Las grandes casas solariegas, rodeadas de campos de trigo. La montaña, el bosque, los bancales difíciles. Uno de los vecindarios de Arbúcies, entre barrancos y torrentes, se llamaba «de la Poca Farina». Ahora todos lo son, vecindarios de poca harina: el cereal cultivado ha desaparecido, o prácticamente, y la Hoplia coerulea ha huido a las veras de los caminos. Un insecto tan bonito y tan escaso. En el mes de junio aparecen algunas colonias. En una zarza. Bajo unos álamos, donde crecen, rebozados de polvo de coche, lirios de un día, con las hojas un poco remangadas, los pétalos con una raya en el centro, el corazón dorado y, en el interior, como si salieran de un jarrón, los pistilos, empolvados y erectos. La belleza perfecta: un escarabajo de cristal, en un lirio de seda que se abre solo para ti.
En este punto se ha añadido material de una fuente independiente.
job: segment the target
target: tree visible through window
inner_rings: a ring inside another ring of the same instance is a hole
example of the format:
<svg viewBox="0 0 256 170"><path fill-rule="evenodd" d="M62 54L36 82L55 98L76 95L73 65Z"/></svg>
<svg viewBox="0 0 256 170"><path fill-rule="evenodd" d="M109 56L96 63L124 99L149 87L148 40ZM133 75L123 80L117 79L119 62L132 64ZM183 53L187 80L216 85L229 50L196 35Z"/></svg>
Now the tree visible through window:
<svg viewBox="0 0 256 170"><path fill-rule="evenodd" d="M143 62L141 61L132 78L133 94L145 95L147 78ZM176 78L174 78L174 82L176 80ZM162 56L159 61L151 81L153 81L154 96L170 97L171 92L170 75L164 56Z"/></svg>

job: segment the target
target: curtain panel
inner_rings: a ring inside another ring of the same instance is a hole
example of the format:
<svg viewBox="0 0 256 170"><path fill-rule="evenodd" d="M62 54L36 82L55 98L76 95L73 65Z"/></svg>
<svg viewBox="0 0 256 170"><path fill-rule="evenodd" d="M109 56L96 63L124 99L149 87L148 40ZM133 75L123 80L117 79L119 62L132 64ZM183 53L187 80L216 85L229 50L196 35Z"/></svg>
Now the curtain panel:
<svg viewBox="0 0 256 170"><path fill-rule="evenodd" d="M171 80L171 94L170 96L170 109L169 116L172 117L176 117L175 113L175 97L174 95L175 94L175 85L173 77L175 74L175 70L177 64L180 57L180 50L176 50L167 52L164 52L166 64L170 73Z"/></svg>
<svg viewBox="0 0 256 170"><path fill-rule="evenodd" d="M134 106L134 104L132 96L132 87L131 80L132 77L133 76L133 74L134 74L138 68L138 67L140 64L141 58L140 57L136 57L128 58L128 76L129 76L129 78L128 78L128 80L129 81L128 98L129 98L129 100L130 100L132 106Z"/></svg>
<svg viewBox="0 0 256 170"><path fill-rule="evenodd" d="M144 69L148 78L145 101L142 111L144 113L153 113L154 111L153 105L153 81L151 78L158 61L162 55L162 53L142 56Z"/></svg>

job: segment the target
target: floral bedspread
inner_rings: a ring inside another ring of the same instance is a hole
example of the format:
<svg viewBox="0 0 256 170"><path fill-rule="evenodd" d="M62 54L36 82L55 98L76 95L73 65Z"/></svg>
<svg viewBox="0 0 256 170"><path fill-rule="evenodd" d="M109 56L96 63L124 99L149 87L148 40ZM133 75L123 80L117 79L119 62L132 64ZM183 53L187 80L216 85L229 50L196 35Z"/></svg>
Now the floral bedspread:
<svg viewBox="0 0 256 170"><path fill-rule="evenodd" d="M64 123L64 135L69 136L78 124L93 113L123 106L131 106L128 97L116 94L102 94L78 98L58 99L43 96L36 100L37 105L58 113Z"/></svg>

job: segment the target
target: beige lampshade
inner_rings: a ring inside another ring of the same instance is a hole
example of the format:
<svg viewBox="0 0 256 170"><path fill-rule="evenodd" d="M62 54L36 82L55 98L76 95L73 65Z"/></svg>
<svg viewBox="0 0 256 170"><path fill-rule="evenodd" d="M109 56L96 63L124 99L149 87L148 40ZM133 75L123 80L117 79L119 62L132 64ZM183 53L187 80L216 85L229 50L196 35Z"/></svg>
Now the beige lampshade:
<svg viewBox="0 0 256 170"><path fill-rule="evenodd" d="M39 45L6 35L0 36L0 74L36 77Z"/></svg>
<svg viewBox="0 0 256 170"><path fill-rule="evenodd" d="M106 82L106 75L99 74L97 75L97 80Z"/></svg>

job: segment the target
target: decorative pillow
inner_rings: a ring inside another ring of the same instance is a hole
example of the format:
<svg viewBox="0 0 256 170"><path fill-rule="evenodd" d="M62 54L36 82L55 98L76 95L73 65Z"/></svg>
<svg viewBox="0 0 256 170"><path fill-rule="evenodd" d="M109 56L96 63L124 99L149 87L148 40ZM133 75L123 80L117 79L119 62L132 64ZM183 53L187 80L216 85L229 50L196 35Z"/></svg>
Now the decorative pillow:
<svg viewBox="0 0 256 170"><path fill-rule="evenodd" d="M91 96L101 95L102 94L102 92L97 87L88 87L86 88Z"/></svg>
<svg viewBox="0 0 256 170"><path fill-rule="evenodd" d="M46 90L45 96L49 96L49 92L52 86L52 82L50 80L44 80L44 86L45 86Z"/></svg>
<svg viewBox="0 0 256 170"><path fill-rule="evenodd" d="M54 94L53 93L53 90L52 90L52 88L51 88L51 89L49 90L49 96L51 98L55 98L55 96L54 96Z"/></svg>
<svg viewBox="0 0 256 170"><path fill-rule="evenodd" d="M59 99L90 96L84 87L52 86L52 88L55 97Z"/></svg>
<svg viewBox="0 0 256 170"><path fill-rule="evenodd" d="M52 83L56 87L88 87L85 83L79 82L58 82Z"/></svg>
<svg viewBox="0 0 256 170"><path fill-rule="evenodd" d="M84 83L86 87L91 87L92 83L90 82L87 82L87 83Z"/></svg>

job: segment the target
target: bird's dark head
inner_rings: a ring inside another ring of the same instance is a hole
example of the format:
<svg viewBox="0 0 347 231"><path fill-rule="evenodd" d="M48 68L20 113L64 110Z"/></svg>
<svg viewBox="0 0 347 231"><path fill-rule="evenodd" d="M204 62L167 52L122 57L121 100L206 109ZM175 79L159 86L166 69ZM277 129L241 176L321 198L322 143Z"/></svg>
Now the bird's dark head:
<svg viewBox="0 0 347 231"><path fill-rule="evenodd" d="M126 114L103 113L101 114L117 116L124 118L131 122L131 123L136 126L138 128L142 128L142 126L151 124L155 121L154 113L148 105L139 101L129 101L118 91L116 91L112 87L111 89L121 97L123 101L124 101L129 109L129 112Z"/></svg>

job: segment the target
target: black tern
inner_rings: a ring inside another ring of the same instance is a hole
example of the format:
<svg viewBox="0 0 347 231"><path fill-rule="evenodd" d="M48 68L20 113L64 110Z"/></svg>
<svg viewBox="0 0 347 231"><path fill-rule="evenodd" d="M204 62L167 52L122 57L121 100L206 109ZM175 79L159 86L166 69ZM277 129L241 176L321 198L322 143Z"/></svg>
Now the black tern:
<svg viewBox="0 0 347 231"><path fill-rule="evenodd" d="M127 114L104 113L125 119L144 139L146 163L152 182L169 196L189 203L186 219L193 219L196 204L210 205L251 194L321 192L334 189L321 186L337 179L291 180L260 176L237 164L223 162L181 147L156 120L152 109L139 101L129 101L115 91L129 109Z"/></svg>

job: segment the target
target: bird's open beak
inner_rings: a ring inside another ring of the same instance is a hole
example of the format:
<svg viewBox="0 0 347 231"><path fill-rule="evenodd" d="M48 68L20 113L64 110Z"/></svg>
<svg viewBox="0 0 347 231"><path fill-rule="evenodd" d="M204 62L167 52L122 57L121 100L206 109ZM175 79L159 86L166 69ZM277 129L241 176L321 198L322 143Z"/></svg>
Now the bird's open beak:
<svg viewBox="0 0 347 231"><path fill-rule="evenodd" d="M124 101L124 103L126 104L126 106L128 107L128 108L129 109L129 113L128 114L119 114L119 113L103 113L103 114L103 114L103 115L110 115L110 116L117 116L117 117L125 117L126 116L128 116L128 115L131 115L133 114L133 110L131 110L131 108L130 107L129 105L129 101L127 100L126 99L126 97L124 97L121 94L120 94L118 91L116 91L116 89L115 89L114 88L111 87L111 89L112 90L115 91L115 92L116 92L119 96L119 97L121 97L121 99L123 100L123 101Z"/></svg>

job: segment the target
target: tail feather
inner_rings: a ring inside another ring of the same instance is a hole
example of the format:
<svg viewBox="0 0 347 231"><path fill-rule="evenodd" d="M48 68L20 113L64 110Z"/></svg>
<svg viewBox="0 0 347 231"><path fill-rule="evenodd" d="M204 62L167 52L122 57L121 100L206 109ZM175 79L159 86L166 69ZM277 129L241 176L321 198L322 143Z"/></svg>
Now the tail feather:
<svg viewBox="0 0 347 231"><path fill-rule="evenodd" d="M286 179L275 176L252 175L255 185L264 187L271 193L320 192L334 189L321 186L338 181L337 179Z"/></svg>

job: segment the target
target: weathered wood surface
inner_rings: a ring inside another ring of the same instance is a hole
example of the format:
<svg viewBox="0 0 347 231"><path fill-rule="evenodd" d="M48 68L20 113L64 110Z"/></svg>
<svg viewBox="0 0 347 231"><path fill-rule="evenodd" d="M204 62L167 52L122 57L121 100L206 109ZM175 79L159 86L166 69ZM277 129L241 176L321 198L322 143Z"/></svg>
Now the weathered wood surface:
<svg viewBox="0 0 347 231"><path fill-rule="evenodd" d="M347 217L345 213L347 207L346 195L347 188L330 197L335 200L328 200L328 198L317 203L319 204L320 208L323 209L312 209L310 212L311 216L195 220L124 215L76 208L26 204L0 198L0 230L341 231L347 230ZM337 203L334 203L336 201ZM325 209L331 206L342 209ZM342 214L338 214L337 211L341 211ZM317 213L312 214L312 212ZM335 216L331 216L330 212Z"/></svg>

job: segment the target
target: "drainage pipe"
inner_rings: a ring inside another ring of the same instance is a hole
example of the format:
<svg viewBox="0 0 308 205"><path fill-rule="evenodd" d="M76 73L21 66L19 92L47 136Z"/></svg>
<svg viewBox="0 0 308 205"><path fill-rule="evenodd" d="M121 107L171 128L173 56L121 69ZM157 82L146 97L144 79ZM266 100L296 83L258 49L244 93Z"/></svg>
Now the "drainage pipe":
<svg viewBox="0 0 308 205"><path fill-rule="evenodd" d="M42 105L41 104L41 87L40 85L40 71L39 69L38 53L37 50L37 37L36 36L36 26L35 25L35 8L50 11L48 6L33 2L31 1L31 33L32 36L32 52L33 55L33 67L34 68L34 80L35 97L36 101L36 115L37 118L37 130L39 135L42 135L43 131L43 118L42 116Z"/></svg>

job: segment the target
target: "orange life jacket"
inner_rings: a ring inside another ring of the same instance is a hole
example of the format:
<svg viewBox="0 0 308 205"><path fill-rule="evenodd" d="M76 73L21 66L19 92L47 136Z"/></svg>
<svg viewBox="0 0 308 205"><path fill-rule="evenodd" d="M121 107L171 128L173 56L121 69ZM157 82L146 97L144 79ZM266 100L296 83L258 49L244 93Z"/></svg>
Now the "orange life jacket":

Dicen los manuales que las hembras de Hoplia coerulea son marrones, que se esconden al pie de las plantas en las que los machos chulean y se desperezan indolentes. Buscamos por el suelo, apartando las matas, no vemos ninguna y en seguida nos cansamos de buscar.

«Es un insecto muy raro», le digo a Pau, que va saltando, pensando en sus cosas. «A medida que se han ido abandonando los cultivos, han desaparecido del mapa». Pero encontramos una gran colonia en unas zarzas tiernas, en una curva de la urbanización a medio construir donde vamos a jugar al fútbol. Otro día, después de un gran discurso extincionista, en la puerta del bloque de pisos junto a nuestra casa: en el seto de ciprés brillan decenas de reflejos relucientes, como bolitas de un cristal de seguridad que explota y se esparce por los rincones. «La belleza está por todas partes», dice la Hoplia coerulea, llamando al exceso de confianza. «Muy bonita, pero el ala le sobresale de los élitros, como si llevara la camisa por fuera», le digo a Pau, que sostiene cuatro o cinco en la mano, para que no nos hagamos tantas ilusiones.